Em resumo, ele tinha necessidade
manifestar por atos o reconhecimento de que transbordava. Porque, dia a dia, a
imagem maldita ia-se apagando. A luz do disco maravilhoso parecia consumi-la pouco
a pouco. Ela desmaiava e se ensombrava progressivamente.
Dentro em pouco, era apenas s uma
silhueta cinzenta cada vez mais diáfana e continuamente mais confusa. A hora em
que o último vestígio se apagaria, como vela, um resto de fotografia numa chapa
exposta ao sol, soaria. Em dados momentos — por exemplo, na iluminação comedida
da sala dos pequenos, quando Acier lhes contava "Pele de Burro" ou a
“Gata Borralheira” —, a imagem não era mais visível, e para revê-la era preciso
que o milionário pensasse nela.
Ah, esses contos maravilhosos eram por
vezes impotentes contra o sofrimento e o destino. Havia principalmente um
menino que desolava Arcier. A esse, ninguém podia tirar do seu mutismo pungente.
Nada, nem mesmo o suplício do curativo que dos vizinhos arrancava horríveis
gritos. E Arcier, que se teria deixado crucificar para salvá-lo, apenas sabia tomar-lhe
a mão e olhá-lo longamente, para provar-lhe bem que não estava só, e que havia
alguém ali para socorrê-lo, e que o amavam ternamente.
Ora, aconteceu que, uma tarde, quanto a
irmã renovava-lhe as compressas, o rei do papel, que lhe mantinha a mãozinha,
via aumentarem-se e turvarem-se ainda mais os olhos do inocente mártir. A irmã,
prática das cousas da morte, afastou-se imediatamente e benzeu-se. O homem, sobressaltado,
interrogava-a com o olhar. Ela rezava. Arcier, tendo compreendido, não se
movia, perdido na contemplação dos olhos embaciados. Um pesar infinito comprimia-lhe
a garganta. Sentiu uma espécie de dor nas têmporas. Seu queixo se pôs a tremer.
Sem abandonar a mão morta, ele apoiou a fronte no leito. Mas, como no dia do
"Gato de Botas”, ouviu-se uma voz. Pobre pequeno!
Fagus tocou-lhe no ombro.
Acier ergueu-se, com um dedo na boca,
mostrando ao médico as outras crianças. Tinha lágrimas nos olhos.

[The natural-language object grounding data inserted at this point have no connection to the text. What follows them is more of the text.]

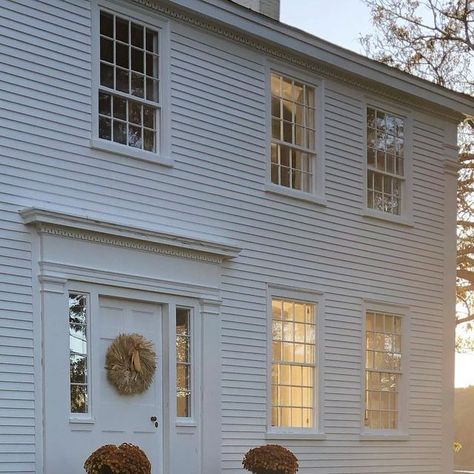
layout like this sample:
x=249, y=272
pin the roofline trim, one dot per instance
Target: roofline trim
x=309, y=52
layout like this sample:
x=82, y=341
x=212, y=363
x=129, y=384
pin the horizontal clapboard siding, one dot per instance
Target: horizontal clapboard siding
x=216, y=188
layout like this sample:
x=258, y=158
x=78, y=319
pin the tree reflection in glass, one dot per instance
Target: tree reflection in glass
x=78, y=363
x=183, y=362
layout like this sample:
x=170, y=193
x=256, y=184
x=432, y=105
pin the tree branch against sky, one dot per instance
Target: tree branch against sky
x=434, y=39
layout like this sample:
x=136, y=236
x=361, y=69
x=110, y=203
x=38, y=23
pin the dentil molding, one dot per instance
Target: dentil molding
x=117, y=234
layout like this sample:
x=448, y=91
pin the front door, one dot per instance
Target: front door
x=73, y=429
x=138, y=418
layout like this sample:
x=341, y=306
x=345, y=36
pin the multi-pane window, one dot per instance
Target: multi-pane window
x=129, y=102
x=183, y=362
x=385, y=161
x=78, y=356
x=383, y=370
x=293, y=148
x=293, y=363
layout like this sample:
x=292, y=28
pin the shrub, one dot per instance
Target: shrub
x=270, y=459
x=124, y=459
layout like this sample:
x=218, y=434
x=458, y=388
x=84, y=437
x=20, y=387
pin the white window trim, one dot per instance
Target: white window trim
x=316, y=298
x=137, y=14
x=400, y=434
x=317, y=193
x=86, y=418
x=406, y=215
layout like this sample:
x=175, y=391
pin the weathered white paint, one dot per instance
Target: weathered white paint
x=217, y=193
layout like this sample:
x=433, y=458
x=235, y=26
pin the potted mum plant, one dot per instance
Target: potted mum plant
x=270, y=459
x=124, y=459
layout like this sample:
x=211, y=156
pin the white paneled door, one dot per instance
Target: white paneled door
x=108, y=417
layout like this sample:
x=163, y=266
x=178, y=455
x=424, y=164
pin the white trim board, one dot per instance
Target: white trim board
x=153, y=239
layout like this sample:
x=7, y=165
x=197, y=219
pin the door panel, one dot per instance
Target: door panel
x=114, y=418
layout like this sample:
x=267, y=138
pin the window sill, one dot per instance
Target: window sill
x=384, y=437
x=123, y=150
x=81, y=424
x=294, y=194
x=295, y=436
x=403, y=221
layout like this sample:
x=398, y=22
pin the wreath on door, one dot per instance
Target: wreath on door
x=130, y=363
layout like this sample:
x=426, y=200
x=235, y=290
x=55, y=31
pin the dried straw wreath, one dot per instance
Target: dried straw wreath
x=124, y=459
x=130, y=363
x=270, y=459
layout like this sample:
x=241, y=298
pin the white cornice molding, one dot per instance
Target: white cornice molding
x=121, y=235
x=365, y=80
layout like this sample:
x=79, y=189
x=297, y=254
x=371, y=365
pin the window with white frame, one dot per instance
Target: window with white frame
x=183, y=363
x=383, y=370
x=293, y=147
x=293, y=363
x=78, y=354
x=385, y=161
x=129, y=84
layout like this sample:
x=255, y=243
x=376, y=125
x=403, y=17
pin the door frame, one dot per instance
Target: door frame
x=171, y=426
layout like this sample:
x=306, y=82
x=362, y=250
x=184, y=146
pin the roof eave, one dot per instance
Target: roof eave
x=303, y=44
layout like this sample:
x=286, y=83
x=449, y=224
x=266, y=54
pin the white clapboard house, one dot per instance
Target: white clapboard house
x=275, y=213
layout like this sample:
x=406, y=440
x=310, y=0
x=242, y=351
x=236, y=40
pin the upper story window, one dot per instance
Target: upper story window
x=383, y=370
x=293, y=363
x=129, y=98
x=293, y=147
x=385, y=161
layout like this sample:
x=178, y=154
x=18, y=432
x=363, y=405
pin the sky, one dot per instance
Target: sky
x=342, y=22
x=338, y=21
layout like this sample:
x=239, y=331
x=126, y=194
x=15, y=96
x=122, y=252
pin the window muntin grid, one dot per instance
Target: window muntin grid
x=183, y=363
x=293, y=363
x=293, y=133
x=383, y=370
x=129, y=83
x=78, y=353
x=385, y=161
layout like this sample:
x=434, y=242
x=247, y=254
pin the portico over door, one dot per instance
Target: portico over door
x=126, y=280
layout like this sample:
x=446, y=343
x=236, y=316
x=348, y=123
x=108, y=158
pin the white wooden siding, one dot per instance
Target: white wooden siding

— Vem? — disse Fagus, indicando a
câmara negra.
Então — e quando Fagus conta a
história, afirma que nunca esquecerá isto, viva cem anos ou mais —, então viu
Acier, com os olhos ainda banhados em pranto, esforçar-se por olhar no vácuo,
como para procurar ali alguém que houvesse desaparecido por encanto. Enxugava
os olhos, esfregava-os, batia rapidamente as pálpebras para aclarar a vista.
Depois, voltava à fantástica inspeção. Acabou por voltar-se para Fagus. Ele
assemelhava-se, não se sabe como, a um personagem de vitrail, um
radiante miraculado.
Fagus estendeu-lhe a mão, sabendo o que
acabava de se produzir.
—Ai! — murmurou ele. — As lágrimas,
choradas ou não, está aí tudo! As lágrimas — objetou o milionário. — As
lágrimas e sua luz misteriosa!
A irmã puxava o lençol sobre o pequeno
cadáver.
—“Minha” luz, “Minha” luz.. — disse Fagus.
— É “A Luz”, simplesmente.
Tradução de autor desconhecido.
Fonte: “Leitura para Todos”, edição de novembro de 1922.